Increased risk for myelodysplastic syndromes in individuals with glutathione transferase theta 1 (GSTT1) gene defect

Background The glutathione S-transferases (GST) mediate exposure to various cytotoxic and genotoxic agents, including those associated with increased risk of the myelodysplastic syndromes (MDS). Both GST M1 (GSTM1) and GST theta 1 (GSTT1) genes have a ''null'' variant allele, in which the entire gene is absent. We tested whether the homozygous null genotype of GSTM1 and GSTT1 altered the risk for MDS. Methods In a hospital-based case-control study we analysed lymphocyte or bone-marrow DNA samples from 96 patients with MDS and 201 cancer-free controls of similar, age, race, and sex.

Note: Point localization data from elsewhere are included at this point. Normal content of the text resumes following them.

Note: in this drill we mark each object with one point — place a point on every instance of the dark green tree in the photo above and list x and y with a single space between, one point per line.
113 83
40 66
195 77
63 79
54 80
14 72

We have restricted our report to the 92 white MDS patients. We analysed GSTM1 and GSTT1 genotypes by PCR. Findings The frequency of the GSTT1 null genotype was higher among MDS cases (46%) than among controls (16%). Inheritance of the GSTT1 null genotype conferred a 4.3-fold risk of MDS (odds ratio 4.3, 95% CI 2.5-7.4, p<0.00001). The GSTM1 null genotype was not associated with increased risk of MDS (odds ratio 0.8, 0.5-1.3). Interpretation Individuals with the GSTT1 null genotype may have enhanced susceptibility to MDS. The mechanism might involve decreased detoxification of environmental or endogenous carcinogens.